I am running an HTTP service and want to put nginx in front for SSL termination. This can be done in two ways; either as a stream proxy

stream {
    server {
        listen               443 ssl;
        ssl_certificate      /certs/fullchain.pem;
        ssl_certificate_key  /certs/privkey.pem;
        proxy_pass           ip-for-backend-service:80;

or as an http proxy

http {
    server {
        listen 443 ssl;
        ssl_certificate      /certs/fullchain.pem;
        ssl_certificate_key  /certs/privkey.pem;

        location / {
            proxy_pass       http://ip-for-backend-service:80;
            proxy_set_header ...;

From a quick glance it seems like that the configuration of the stream proxy is much simpler since you don't have to add a bunch of extra headers (proxy_set_header etc) and other configuration.

I am trying to understand the pros and cons between these two methods, and in particular I have the following questions:

  1. Will either method leak more information about the backend service? For example, will the ip-for-backend-service be visible?

  2. Will either method result in better protection from attacks? I guess if the backend service has flaws it will be visible/exploitable through both options?

  3. Which option is more efficient? I think that the stream option might be faster since it just routes the traffic and there is no http-server in the middle?


1 Answer 1


With both methods the upstream IP address will remain hidden.

As for the rest:

  • stream is certainly faster, since less code is executed. However both are well-written C code and when you compare it with network delays, the difference might not be noticeable.
  • With stream the upstream logs will only contain one client IP address (the address of the proxy server). This can be changed with the proxy_bind directive, but requires additional networking setup. On the other hand adding an X-Forwarded-For header in the http setup is straightforward:

    proxy_set_header X-Forwarded-For $proxy_add_x_forwarded_for;
  • With stream the upstream server needs to be manually configured to consider the incoming connection secure: e.g. Tomcat requires the addition of scheme="https" and secure="true" on the <Connector> element. Using the http proxy and a X-Forwarded-Proto header the upstream server can decide whether HTTP or HTTPS was used on a per-connection basis.

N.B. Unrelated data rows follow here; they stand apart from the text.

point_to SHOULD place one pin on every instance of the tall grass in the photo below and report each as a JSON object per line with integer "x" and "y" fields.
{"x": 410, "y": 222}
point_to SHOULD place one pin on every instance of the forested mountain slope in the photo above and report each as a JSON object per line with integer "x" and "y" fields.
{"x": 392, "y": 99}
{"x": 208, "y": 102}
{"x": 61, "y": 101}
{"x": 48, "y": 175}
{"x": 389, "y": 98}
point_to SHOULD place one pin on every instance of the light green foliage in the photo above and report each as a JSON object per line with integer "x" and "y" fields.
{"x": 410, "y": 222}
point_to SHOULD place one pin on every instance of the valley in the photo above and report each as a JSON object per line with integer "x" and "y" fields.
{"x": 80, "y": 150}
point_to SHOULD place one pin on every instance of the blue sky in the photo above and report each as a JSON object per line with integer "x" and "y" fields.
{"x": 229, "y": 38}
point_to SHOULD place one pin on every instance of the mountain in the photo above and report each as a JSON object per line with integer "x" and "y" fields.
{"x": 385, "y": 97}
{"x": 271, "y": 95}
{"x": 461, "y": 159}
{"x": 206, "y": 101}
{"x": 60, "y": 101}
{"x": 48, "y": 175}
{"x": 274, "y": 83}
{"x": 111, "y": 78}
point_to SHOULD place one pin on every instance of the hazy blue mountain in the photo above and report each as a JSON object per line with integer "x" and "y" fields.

The question of the security of the setup is quite opinion-based:

  • Using the http proxy, you can limit the URI paths that will be proxied, hence you will not expose to the public the administrative part of your website,
  • On the other hand, by adding additional computational strain on your system (against the alternative of accessing the upstream server directly), you are more exposed to DDoS attacks.